There seem to be a fair few papers written about it, which I'm planning to read more of.
However, my interest in it isn't in document clustering and how well-spread-out citations are (though that could tie into one of the themes for my MPhil, so might be worth looking at), but in finding and recording, in a form I can refer to later, what papers have been cited on a topic and what papers I may want to look at later.
What I'd like to make, in essence, will do the following things:
* Keep a graph of articles and their citations
* Allow me to mark, in some way, which articles I have read and/or found a copy of
* Keep enough data about each article that I can cite it properly in a later paper (title, authors, date, publisher, pages, and an abstract)
* Allow me to import article data for articles that have not added to the graph, either by typing in the article data manually or using an online database such as Citeseer
* When new articles are imported, link them to existing articles by citations
NOTE: Automated importing is bloody annoying for citation websites. ArVix.org, for example, has a warning that they do not allow it. This is the general approach to such things - robots can hit websites much harder than human users - and though some sites such as Amazon let you interface with their database, they have limits on how many requests you can make at a time.

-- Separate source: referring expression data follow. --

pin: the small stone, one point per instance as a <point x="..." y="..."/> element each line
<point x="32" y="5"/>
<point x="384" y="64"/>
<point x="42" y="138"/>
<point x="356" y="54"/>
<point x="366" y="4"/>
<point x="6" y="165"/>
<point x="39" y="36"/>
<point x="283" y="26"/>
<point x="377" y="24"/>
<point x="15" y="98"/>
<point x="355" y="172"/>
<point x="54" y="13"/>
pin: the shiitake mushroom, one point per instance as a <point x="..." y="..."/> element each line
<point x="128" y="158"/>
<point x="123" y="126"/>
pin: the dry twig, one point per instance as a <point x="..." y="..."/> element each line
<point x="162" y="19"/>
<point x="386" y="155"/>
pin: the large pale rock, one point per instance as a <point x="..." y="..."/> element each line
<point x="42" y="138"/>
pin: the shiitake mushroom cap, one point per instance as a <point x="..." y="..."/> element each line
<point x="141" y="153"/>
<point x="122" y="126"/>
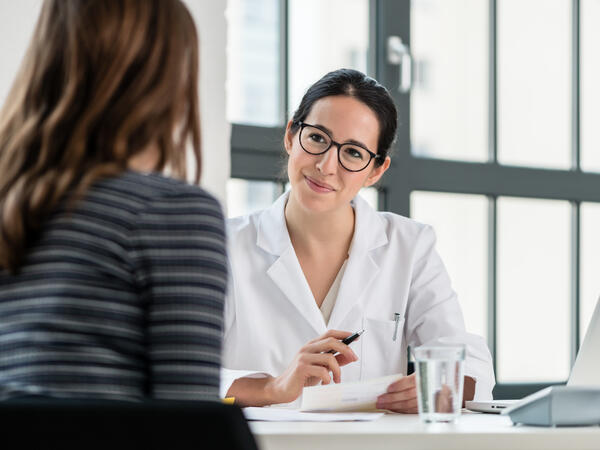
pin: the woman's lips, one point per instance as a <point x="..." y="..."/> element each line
<point x="317" y="187"/>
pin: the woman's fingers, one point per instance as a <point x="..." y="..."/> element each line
<point x="326" y="361"/>
<point x="407" y="406"/>
<point x="319" y="372"/>
<point x="399" y="396"/>
<point x="331" y="344"/>
<point x="337" y="334"/>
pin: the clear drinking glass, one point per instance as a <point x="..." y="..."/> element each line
<point x="439" y="382"/>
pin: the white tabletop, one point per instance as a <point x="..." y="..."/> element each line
<point x="405" y="432"/>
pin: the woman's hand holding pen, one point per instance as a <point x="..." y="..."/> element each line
<point x="401" y="396"/>
<point x="311" y="365"/>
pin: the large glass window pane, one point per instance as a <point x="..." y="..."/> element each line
<point x="461" y="224"/>
<point x="449" y="99"/>
<point x="589" y="87"/>
<point x="590" y="264"/>
<point x="324" y="36"/>
<point x="253" y="62"/>
<point x="371" y="195"/>
<point x="533" y="290"/>
<point x="534" y="82"/>
<point x="247" y="196"/>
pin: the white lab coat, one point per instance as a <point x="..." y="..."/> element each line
<point x="392" y="268"/>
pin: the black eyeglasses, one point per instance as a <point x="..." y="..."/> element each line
<point x="316" y="141"/>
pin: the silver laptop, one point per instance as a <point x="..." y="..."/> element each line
<point x="585" y="371"/>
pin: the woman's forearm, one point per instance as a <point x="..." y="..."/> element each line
<point x="252" y="391"/>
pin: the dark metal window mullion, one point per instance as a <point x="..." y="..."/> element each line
<point x="283" y="60"/>
<point x="492" y="210"/>
<point x="492" y="333"/>
<point x="575" y="276"/>
<point x="576" y="165"/>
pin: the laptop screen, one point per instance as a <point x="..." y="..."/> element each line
<point x="586" y="370"/>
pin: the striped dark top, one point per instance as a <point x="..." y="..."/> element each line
<point x="120" y="298"/>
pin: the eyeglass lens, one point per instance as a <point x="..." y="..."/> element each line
<point x="316" y="141"/>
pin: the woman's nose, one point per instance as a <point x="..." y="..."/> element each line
<point x="327" y="162"/>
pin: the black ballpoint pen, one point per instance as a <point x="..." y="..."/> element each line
<point x="349" y="339"/>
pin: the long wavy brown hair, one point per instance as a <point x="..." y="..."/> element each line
<point x="101" y="82"/>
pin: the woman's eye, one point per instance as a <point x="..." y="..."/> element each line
<point x="317" y="138"/>
<point x="354" y="153"/>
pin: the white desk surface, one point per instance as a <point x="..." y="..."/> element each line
<point x="406" y="432"/>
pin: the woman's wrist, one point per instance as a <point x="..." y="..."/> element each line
<point x="254" y="391"/>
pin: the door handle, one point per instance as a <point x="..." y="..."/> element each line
<point x="398" y="54"/>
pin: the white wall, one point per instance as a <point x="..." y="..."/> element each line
<point x="216" y="131"/>
<point x="17" y="21"/>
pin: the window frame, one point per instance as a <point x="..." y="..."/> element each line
<point x="256" y="154"/>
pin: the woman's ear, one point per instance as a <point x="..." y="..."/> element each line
<point x="377" y="173"/>
<point x="287" y="139"/>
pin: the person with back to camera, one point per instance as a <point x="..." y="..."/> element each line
<point x="320" y="263"/>
<point x="112" y="276"/>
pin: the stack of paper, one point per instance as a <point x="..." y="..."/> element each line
<point x="334" y="401"/>
<point x="352" y="396"/>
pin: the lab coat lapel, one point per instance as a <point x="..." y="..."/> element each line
<point x="285" y="272"/>
<point x="362" y="266"/>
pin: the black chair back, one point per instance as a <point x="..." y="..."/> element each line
<point x="57" y="424"/>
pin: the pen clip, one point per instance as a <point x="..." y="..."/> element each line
<point x="397" y="319"/>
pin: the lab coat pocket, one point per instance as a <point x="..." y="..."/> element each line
<point x="381" y="354"/>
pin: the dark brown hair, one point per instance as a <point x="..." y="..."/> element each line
<point x="102" y="81"/>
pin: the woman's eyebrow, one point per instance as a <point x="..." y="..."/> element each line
<point x="349" y="141"/>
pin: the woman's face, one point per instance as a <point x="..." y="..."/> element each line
<point x="319" y="182"/>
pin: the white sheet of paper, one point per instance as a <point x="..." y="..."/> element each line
<point x="352" y="396"/>
<point x="290" y="415"/>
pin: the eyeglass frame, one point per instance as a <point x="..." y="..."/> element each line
<point x="303" y="125"/>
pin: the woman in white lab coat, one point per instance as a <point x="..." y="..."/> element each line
<point x="320" y="263"/>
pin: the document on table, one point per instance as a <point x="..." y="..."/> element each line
<point x="352" y="396"/>
<point x="293" y="415"/>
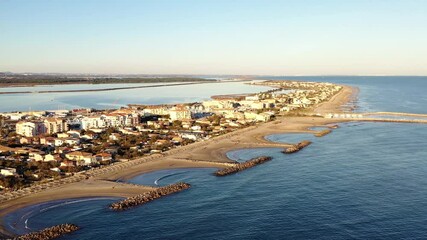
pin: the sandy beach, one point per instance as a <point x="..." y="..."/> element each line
<point x="207" y="154"/>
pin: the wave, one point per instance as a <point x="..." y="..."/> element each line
<point x="27" y="216"/>
<point x="156" y="182"/>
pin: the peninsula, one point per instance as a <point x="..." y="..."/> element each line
<point x="321" y="105"/>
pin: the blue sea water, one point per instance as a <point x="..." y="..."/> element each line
<point x="362" y="181"/>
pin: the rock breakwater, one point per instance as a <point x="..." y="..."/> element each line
<point x="149" y="196"/>
<point x="296" y="147"/>
<point x="242" y="166"/>
<point x="49" y="233"/>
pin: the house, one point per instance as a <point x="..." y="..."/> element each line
<point x="72" y="141"/>
<point x="156" y="110"/>
<point x="191" y="135"/>
<point x="55" y="125"/>
<point x="101" y="157"/>
<point x="30" y="129"/>
<point x="68" y="163"/>
<point x="34" y="156"/>
<point x="58" y="142"/>
<point x="179" y="113"/>
<point x="74" y="134"/>
<point x="114" y="137"/>
<point x="28" y="140"/>
<point x="62" y="135"/>
<point x="51" y="157"/>
<point x="47" y="141"/>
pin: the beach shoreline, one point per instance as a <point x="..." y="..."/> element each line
<point x="210" y="153"/>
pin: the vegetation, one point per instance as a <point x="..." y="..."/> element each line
<point x="64" y="79"/>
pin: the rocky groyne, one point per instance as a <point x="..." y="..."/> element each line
<point x="297" y="147"/>
<point x="322" y="133"/>
<point x="149" y="196"/>
<point x="242" y="166"/>
<point x="49" y="233"/>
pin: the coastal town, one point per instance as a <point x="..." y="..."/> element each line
<point x="43" y="146"/>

With that in mind, the approach I'd take would be to provide the user with a built-in browser with links to various citation sites, and aid them in finding the appropriate page that the program could then suck the data off (the data is already loaded into memory, and the only page loads are from searches the user does manually).
(EDIT: Citeseer does have a way to search its records programmatically, which is quite neat. I'll look into what citation websites there are, and what their policies are, when I start planning this more thoroughly and come to planning the citation-harvester part.)
The example use for this I have in mind is the literature I looked at for my undergraduate dissertation, which was mainly in linguistics journals or books, but occasionally went into anthropology, psychology and neurolinguistics.
I have a limited number of articles I cited for the thesis, and a slightly larger number that I actually read; to catch up with the current state of research, I'd like to find out what's been written since. I'd have to find the articles in question first, but a citation graph would let me track who's been citing what and thus who has been read.
2. A program that lets you play around with Alchemy boards from Puzzle Pirates.
This would consist of several parts:
* Core - Takes a screenshot of the board as input, and splits it into individual hex blocks, inputs (where the colour comes from) and outputs (the bottles).
* User interaction - Takes a board state (hex blocks, their rotations, inputs and outputs), and displays it in a way similar to Puzzle Pirates, letting the user play around with moves.
1. A program that takes a group of articles and produces a citation graph. More specifically, it gives a vertex/node in a graph for each article, with edges coming in for articles that cite that one, and edges going out for articles that that article cites.
It would be in several parts:
* Core: takes article data in a chosen form, gives a graph
* Graphics: takes graph, displays it (possibly in a way that can be interacted with, but that'd be another part)
* Parser (optional): takes article title and bibliography in text form, gives article data in a form the core can cope with
Characterizing and mining citation graph of computer science literature - someone has implemented this as part of their MCSc thesis (Masters of Computer Science, I assume). A few moments more searching found the thesis itself.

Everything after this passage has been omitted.